The Trust creates Shares at such times and for such periods as determined by the Sponsor, but only in one or more whole Baskets. A Basket equals 10,000 Shares. See “Item 1. Business—Description of Creation and Redemption of Shares” in the Trust’s Annual Report on Form 10-K, of which this exhibit is a part. The creation of a Basket requires the delivery to the Trust of the amount of LINK (or cash to acquire such amount of LINK) represented by one Share immediately prior to such creation multiplied by 10,000. The Trust may from time to time halt creations, including for extended periods of time, for a variety of reasons, including in connection with forks, airdrops and other similar occurrences.

Redemption of Shares

On September 17, 2025, the SEC approved the Generic Listing Standards. On December 1, 2025, NYSE Arca certified its approval for listing and trading of the Shares of the Trust under the Generic Listing Standards and registration of the Shares under the Exchange Act. Shares of the Trust began trading on NYSE Arca under the symbol “GLNK” on December 2, 2025. In connection with the listing of the Shares, the Sponsor authorized the commencement of the Trust’s redemption program in reliance on Regulation M exemptive relief available to similarly situated commodity-based exchange-traded products.

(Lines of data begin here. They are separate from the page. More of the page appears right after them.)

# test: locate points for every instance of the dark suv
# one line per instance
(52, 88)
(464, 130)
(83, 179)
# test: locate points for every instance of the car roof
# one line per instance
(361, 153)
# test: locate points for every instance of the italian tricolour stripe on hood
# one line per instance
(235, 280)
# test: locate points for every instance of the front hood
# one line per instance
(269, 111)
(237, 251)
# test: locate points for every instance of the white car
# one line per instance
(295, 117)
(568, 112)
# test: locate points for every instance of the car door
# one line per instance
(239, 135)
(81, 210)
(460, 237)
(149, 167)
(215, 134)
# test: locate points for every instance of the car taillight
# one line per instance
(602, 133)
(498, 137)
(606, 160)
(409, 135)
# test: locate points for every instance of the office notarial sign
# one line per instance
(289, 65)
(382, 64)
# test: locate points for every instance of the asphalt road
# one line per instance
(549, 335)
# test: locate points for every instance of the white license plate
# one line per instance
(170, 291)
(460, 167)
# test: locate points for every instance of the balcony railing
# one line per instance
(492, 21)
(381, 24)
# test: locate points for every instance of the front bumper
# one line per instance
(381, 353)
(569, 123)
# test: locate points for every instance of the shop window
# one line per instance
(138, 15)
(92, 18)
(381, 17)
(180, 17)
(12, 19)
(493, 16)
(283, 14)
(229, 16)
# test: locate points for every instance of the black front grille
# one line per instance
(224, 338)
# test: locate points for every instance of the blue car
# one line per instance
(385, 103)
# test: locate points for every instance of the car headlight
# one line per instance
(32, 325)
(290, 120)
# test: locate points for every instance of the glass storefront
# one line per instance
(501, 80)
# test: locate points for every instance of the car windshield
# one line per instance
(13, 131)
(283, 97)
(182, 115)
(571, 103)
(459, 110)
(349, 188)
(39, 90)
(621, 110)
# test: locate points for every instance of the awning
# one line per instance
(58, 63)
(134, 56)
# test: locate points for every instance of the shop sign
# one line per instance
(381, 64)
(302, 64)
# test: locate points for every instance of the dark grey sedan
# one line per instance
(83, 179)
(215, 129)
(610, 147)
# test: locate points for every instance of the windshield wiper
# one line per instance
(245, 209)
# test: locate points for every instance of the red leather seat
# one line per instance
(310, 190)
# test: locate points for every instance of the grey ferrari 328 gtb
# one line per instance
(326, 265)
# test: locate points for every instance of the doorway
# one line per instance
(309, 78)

Shares are redeemable only in accordance with the provisions of the Trust Agreement and the relevant Participant Agreement. Through its redemption program, the Trust redeems Shares from Authorized Participants on an ongoing basis. Although the Trust redeems Baskets by distributing LINK or proceeds from the disposition of LINK, an Authorized Participant may submit either In-Kind Orders or Cash Orders. In a Cash Order, the Authorized Participant will accept cash from the Cash Account (as defined herein) in connection with the redemption of Baskets. In an In-Kind Order, the Authorized Participant or its AP Designee will receive LINK directly from the Trust in connection with the redemption of Baskets.

Cash Orders are facilitated by the Transfer Agent and Grayscale Investments Sponsors, LLC, which acts on behalf of the Trust in its capacity as Liquidity Engager and will engage one or more Liquidity Providers that is not an agent of, or otherwise acting on behalf of, any Authorized Participant receiving LINK in connection with such orders. See “Description of Creation and Redemption of Shares.”

The Sponsor may suspend the Trust’s redemption program in its sole discretion, or the redemption program may otherwise become unavailable, which could cause the Shares to trade at a discount to the NAV per Share. See “Item 1A. Risk Factors—Risk Factors Related to the Trust and the Shares—The limited ability to facilitate in-kind creations and redemptions of Shares could have adverse consequences for the Trust” in the Trust’s Annual Report on Form 10-K, of which this exhibit is a part.

Book-Entry Form

Shares are held primarily in book-entry form by the Transfer Agent. The Sponsor or its delegate will direct the Transfer Agent to credit the number of Creation Baskets to the applicable Authorized Participant. The Transfer Agent will issue Creation Baskets. Transfers will be made in accordance with standard securities industry practice. The Sponsor may cause the Trust to issue Shares in certificated form in limited circumstances in its sole discretion.

Share Splits

In its discretion, the Sponsor may direct the Transfer Agent to declare a split or reverse split in the number of Shares outstanding and to make a corresponding change in the number of Shares constituting a Basket. For example, if the Sponsor believes that the per

 

 


 

Share price in the secondary market for Shares has risen or fallen outside a desirable trading price range, it may declare such a split or reverse split.